Following the Buckeyes’ win over Michigan State, Meyer said he’d like to score 70 points. He nearly got his wish against a team that is known historically for having one of the best defenses. Nebraska goes as far as giving defensive starters black jerseys hence the name Blackshirts. It’s the most revered form of clothing in the football-mad state.

There’s another hue Nebraska is famous for: the Sea of Red. On Saturday night the Ohio State offensive line parted the Red Sea, opening up holes that a forklift could drive through. Miller’s longest run was 72 yards, Rod Smith had a 33-yard touchdown run and Hyde’s long run of the game totaled 23 yards.

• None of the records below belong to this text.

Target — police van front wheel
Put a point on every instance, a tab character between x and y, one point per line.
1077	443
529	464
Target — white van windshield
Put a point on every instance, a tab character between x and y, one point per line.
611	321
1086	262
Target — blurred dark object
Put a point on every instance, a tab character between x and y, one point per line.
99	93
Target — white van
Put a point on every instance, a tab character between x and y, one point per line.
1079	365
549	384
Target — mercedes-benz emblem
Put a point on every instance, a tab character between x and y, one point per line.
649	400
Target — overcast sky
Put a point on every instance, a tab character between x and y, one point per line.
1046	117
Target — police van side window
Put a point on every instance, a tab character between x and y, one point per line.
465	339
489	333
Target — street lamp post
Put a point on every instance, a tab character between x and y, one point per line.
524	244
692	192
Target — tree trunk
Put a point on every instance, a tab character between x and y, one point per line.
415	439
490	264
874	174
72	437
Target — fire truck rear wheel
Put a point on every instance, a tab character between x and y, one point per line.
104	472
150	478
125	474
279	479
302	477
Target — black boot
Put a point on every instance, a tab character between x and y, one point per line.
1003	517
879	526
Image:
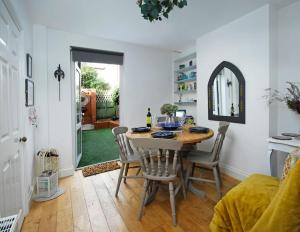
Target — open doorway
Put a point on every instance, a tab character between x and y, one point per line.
97	82
100	112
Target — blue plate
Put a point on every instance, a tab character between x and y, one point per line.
170	125
199	129
140	129
163	135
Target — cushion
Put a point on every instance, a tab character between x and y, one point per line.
242	206
290	162
283	213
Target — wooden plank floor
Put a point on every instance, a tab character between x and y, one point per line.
89	204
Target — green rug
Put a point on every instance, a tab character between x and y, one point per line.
98	146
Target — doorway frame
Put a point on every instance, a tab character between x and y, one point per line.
21	61
73	99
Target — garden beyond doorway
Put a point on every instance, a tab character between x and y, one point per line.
100	112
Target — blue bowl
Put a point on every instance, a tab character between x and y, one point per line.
170	125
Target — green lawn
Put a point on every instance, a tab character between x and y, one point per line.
98	146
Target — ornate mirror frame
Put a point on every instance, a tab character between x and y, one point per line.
242	93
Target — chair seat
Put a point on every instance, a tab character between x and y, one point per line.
133	158
163	169
197	156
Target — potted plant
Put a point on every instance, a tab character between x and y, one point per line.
116	101
153	10
291	98
169	110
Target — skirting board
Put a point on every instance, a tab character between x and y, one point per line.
66	172
234	172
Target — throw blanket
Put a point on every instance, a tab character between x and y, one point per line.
260	203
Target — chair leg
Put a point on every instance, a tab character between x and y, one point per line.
220	177
193	169
138	171
143	198
187	175
172	201
182	183
120	179
216	175
126	172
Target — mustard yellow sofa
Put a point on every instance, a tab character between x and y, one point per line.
260	204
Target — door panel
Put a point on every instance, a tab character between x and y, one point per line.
11	164
14	103
78	113
4	118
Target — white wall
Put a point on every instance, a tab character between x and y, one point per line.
144	82
27	129
245	43
288	62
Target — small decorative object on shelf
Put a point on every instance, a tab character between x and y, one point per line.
155	10
291	98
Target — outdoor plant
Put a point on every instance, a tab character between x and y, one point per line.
116	100
291	98
156	9
90	80
168	109
116	96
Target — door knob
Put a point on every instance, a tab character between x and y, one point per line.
23	139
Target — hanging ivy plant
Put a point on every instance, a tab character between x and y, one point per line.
156	9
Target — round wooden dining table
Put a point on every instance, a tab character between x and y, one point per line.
184	135
187	138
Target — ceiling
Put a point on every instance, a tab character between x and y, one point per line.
121	19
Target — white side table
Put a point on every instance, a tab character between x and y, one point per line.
280	145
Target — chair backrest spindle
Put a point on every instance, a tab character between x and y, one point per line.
159	154
121	139
223	127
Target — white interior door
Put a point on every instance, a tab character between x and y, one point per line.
78	113
11	180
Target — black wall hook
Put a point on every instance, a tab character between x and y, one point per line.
59	74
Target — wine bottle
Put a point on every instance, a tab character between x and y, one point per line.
148	119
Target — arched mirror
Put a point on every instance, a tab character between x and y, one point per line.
226	94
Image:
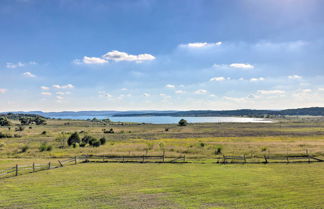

“They are the ones that have really developed,” Meyer said of the offensive line. “I mean, like, really developed. Even early in the season I didn't feel it. I didn't feel us change the line of scrimmage against those early teams. I'm starting to feel us change the line of scrimmage.

Hyde's performance rattled memories of Eddie George. 

“We don't have a lot of depth, but Coach Warinner and those guys have something going now. They’re changing the line of scrimmage against some very good defensive lines. The last two we played, those are very good defensive lines.”

But even in the wake of the Buckeyes’ biggest win in more than a season Meyer was pumping the brakes.

“I’m very pleased with where we’re at, but I’ve also been doing this long enough to realize you can have a bad week,” he said. “I don't want to be the downer, but we're not there. We have a long way to go. And the good thing is these guys know it, and they're anxious to get into work (Sunday). To a man, they said that tonight. They can't wait to get to work (Sunday).”

Ohio State’s next opponent, Indiana, could be in for long night this coming Saturday. The Hoosiers’ defense ranks near the bottom of the country in every major defensive category. After left tackle Jack Mewhort’s comments following the game, the Memorial Stadium workers might want to buy a few extra dozen light bulbs. Mewhort said Meyer told the team shortly after he was hired that triple digits were a possibility.

While highly unlikely, it reinforces just how explosive the Ohio State offense can be. The Buckeyes had three scoring drives of 50 or more yards that took six or less plays against the Huskers.

“We definitely can do more,” Hyde said. “We started out slow, so if we didn't start out so slow and went down every time we had a possession and got points, we probably would have scored more than 63.”

Now six games into a season in which Ohio State can’t appear in the postseason, it sits at 6-0, the lone undefeated team in the Big Ten, and ranked eighth in the AP Poll. An undefeated season is within reach, especially with an offense that includes Meyer as coach and Miller as quarterback.

Might a split national title be in store?